Buy-Sell Agreement Incorporated In Limited Partnership Agreement Construed

February 28, 2011 | Erin Herbold

In this case, the limited partners of an Iowa limited liability partnership (LLP) that was engaged in farrowing and raising hogs, claimed that the buy-sell agreement that was incorporated into the limited partnership agreement required the partnership to repurchase their units once they issued a “dissociation notice” to the limited partnership- even if the partnership declared an “impairment circumstance.” However, the partnership argued that an “impairment circumstance” suspended the partnership’s obligation to purchase the limited partners ownership interests. 
  
The entity’s partnership agreement stated that a partner who gave a “dissociation notice” would be permitted to withdraw, but would be liable to the partnership for any damages caused by the withdrawal. The buy-sell agreement that was incorporated into the limited partnership agreement expressly provided that the partnership was “obligated” to buy out the limited partners’ ownership interest under certain circumstances.  If there was an “impairment circumstance,” the LLP was required to provide written notice of that circumstance to an “affected partner.” 
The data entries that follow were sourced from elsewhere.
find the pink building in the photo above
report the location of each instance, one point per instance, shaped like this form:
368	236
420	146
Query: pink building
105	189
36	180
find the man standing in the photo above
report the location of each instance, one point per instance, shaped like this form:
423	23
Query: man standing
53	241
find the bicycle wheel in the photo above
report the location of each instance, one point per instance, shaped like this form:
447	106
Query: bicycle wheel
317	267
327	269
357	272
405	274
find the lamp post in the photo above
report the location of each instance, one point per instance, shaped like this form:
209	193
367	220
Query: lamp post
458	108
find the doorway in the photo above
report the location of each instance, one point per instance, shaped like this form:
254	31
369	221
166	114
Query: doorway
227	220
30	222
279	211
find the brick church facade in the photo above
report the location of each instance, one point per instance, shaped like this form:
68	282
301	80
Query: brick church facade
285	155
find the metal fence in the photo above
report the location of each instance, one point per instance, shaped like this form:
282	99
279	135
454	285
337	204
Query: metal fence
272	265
In 2008, the limited partners issued the required “dissociation notice.” One week later, the LLP declared an “impairment circumstance” and refused to honor the dissociation. Thus, the limited partners asked the trial court to issue a declaration that the LLP was obligated to purchase its units under the buy-sell agreement. The trial court sided with the LLP and stated that after a “clear reading” of the partnership and buy-sell agreement, the LLP was not obligated to honor the “dissociation notice” until 30 days after the “impairment circumstance” ended. According to the trial court, the general partners were to use their best “business judgment” to ascertain the end of the impairment. 
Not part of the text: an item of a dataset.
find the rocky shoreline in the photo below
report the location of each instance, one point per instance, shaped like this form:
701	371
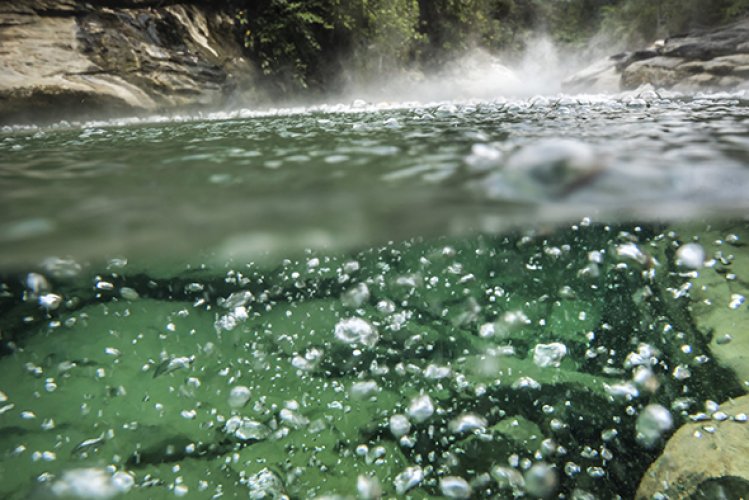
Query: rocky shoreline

The limited partners appealed and the appellate court reversed, finding that the LLP’s obligation to purchase was subject to a determination that “it would not materially impair or adversely affect the partnership’s finances.” Thus, the obligation to purchase the limited partners’ shares remained, even if payment for the shares was suspended for a time. 

This case demonstrates the need for every entity to have a carefully drafted partnership or operating agreement and further demonstrates the need for all involved to understand their obligations under the agreement. Craton Capital L.P. v. Natural Pork Production II, L.L.P., No. 0-887/10-0680, 2011 Iowa App. LEXIS 72 (Iowa Ct. App., Feb. 9, 2011).